俺は、ハッとしてTに聞いた。
「 その子、赤い靴下を履いてなかったか。」
「 いや、靴下は分からない。
でも、秘密の部屋にあった写真の子のような気がした。
双子だよ。
顔を見た訳じゃないんだ。
何となくだよ。
足音を聞いたのは、確かだった。
確かに、小さな子供の足音だった。
何年も、この家に来ているけれど、こんなのは初めてだ。
今までと、何か違っていることはなんだろう。
僕は、昨日のことを考えた。
そして、お前が黒い箱の封印を解いたと思った。
あの紙だよ。
お前が剥がして、クルクル丸めて捨てたあの紙だよ。
僕は、蔵に行ってお前が捨てたあの紙を見つけて、元の位置に糊で
貼ろうと思ったんだ。

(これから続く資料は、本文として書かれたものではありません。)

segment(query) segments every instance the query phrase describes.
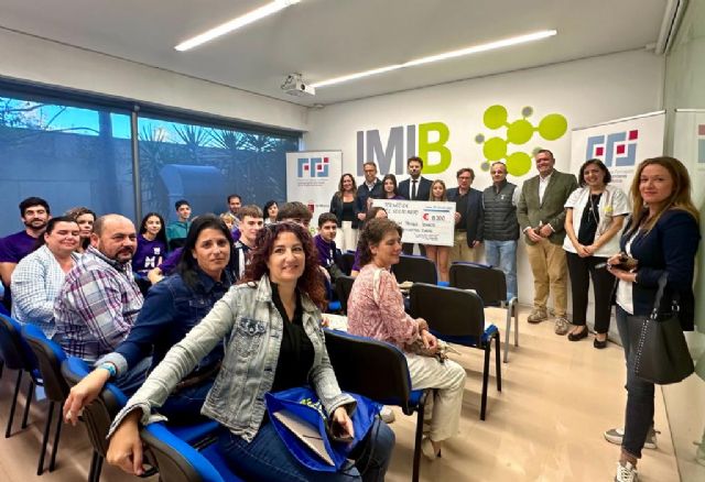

」
「 それで、貼れたんか?」
「 いや、貼れなかった。
最後の日、僕は朝食を取って直ぐに蔵に行った。
鍵は、開いたままだった。
中に入って、床の板を持ち上げた時に、おばばが蔵の戸を開けて僕
は見つかった。
僕は、しばかれた。
おばばは、僕の様子を朝から見ていたらしい。
鋭いおばばだ。
僕が、いつもと違うことに、おばばは感付いていたんだ。
僕は母屋に連れて行かれて、板の間に正座して、おばばに質問攻
めにあった。
僕は、昨日お前と秘密の部屋に入ったことを言った。
ただ、部屋に入ろうとしたとき、おばばの叫び声が聞こえて、見つ
かったと思って蔵を飛び出したと言った。
だから、アルバムも黒い箱も知らなかったことになっている。
言うべきだったかも知れない。
でも、言い出せる雰囲気ではなかった。
部屋の中を調べていないことを知ったおばばは、安心したのか、僕
にスイカを切ってくれた。
そして、蔵の鍵は掛けられた。
それも、南京錠のついたチェーンが付け加えられて二重になった。
鍵を掛け忘れた伯父は、おばばにぼろくそに怒られた。